J Biol Chem. 2010 Oct 1;285(40):30370-4. doi: 10.1074/jbc.C110.134247. Epub 2010 Aug 11.
- PubMed ID
- 20702409 [ View in PubMed]
- Abstract
Kindlins are essential for integrin activation in cell systems and do so by working in a cooperative fashion with talin via their direct interaction with integrin beta cytoplasmic tails (CTs). Kindlins interact with the membrane-distal NxxY motif, which is distinct from the talin-binding site within the membrane-proximal NxxY motif. The Tyr residues in both motifs can be phosphorylated, and it has been suggested that this modification of the membrane-proximal NxxY motif negatively regulates interaction with the talin head domain. However, the influence of Tyr phosphorylation of the membrane-distal NxxY motif on kindlin binding is unknown. Using mutational analyses and phosphorylated peptides, we show that phosphorylation of the membrane-distal NITY(759) motif in the beta(3) CT disrupts kindlin-2 recognition.

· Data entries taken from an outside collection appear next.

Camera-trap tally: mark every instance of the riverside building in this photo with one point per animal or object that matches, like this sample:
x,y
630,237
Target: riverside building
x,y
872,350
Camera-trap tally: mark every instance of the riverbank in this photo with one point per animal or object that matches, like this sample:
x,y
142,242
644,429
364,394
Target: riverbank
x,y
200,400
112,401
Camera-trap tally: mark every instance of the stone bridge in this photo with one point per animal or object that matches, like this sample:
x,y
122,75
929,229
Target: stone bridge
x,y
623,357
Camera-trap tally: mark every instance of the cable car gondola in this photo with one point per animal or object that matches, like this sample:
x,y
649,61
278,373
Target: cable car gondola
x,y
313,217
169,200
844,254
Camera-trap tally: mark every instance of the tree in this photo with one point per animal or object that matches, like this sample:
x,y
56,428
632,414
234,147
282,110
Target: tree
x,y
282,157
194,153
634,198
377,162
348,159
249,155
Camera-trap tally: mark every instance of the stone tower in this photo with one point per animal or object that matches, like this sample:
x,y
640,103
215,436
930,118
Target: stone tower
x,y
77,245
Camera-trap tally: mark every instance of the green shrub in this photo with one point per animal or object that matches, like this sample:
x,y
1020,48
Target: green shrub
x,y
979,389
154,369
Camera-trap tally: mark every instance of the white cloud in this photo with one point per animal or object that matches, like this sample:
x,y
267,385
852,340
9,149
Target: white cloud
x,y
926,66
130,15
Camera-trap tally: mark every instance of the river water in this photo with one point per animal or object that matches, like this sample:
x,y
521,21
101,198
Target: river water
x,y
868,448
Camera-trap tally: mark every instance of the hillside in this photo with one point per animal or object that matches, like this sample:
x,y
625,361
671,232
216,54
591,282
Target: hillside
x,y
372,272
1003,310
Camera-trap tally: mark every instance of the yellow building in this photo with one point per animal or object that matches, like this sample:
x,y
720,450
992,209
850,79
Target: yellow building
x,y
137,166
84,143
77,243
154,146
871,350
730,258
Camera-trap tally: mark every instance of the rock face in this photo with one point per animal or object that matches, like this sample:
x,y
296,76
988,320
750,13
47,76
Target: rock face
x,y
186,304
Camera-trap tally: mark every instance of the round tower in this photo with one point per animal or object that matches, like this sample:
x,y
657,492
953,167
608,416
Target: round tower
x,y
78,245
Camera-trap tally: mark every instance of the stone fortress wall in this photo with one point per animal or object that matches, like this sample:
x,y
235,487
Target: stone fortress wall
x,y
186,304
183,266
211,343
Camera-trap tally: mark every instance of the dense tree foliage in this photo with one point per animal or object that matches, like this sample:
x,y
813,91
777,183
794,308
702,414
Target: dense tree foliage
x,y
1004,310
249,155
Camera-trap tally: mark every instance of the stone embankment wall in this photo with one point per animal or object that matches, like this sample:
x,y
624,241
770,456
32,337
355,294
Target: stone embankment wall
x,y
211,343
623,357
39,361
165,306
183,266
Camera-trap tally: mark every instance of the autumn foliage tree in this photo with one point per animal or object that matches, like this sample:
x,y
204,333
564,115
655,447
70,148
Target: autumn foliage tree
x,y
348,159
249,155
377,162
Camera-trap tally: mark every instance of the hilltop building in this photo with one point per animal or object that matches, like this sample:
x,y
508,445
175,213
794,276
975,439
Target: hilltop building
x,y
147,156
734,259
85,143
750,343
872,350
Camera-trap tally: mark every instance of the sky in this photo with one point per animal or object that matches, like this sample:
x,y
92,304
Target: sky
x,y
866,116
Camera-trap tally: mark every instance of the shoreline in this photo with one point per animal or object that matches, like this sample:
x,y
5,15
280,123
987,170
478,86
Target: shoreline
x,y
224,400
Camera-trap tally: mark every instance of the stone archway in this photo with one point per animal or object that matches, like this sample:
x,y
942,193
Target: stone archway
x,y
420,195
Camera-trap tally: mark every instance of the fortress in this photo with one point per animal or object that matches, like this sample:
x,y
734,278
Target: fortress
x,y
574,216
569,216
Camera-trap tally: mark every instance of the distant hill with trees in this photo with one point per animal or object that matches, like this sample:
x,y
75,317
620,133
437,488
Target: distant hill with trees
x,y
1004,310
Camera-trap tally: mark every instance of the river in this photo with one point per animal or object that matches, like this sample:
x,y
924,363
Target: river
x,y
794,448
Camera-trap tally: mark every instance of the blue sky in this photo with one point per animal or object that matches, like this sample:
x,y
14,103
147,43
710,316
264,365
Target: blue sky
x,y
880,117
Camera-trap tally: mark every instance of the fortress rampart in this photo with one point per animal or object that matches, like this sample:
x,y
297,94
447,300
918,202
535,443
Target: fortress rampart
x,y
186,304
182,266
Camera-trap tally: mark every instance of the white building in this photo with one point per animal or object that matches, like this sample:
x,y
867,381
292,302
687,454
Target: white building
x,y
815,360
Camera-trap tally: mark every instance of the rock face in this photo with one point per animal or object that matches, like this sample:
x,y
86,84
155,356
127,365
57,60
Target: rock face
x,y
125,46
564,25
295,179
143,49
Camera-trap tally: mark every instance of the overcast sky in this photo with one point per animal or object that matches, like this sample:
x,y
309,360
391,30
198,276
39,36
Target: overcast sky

Phosphorylation of this membrane-distal Tyr also disables the ability of kindlin-2 to coactivate the integrin. In direct binding studies, peptides corresponding to the non-phosphorylated beta(3) CT interacted well with kindlin-2, whereas the Tyr(759)-phosphorylated peptide failed to bind kindlin-2 with measurable affinity. These observations indicate that transitions between the phosphorylated and non-phosphorylated states of the integrin beta(3) CT determine reactivity with kindlin-2 and govern the role of kindlin-2 in regulating integrin activation.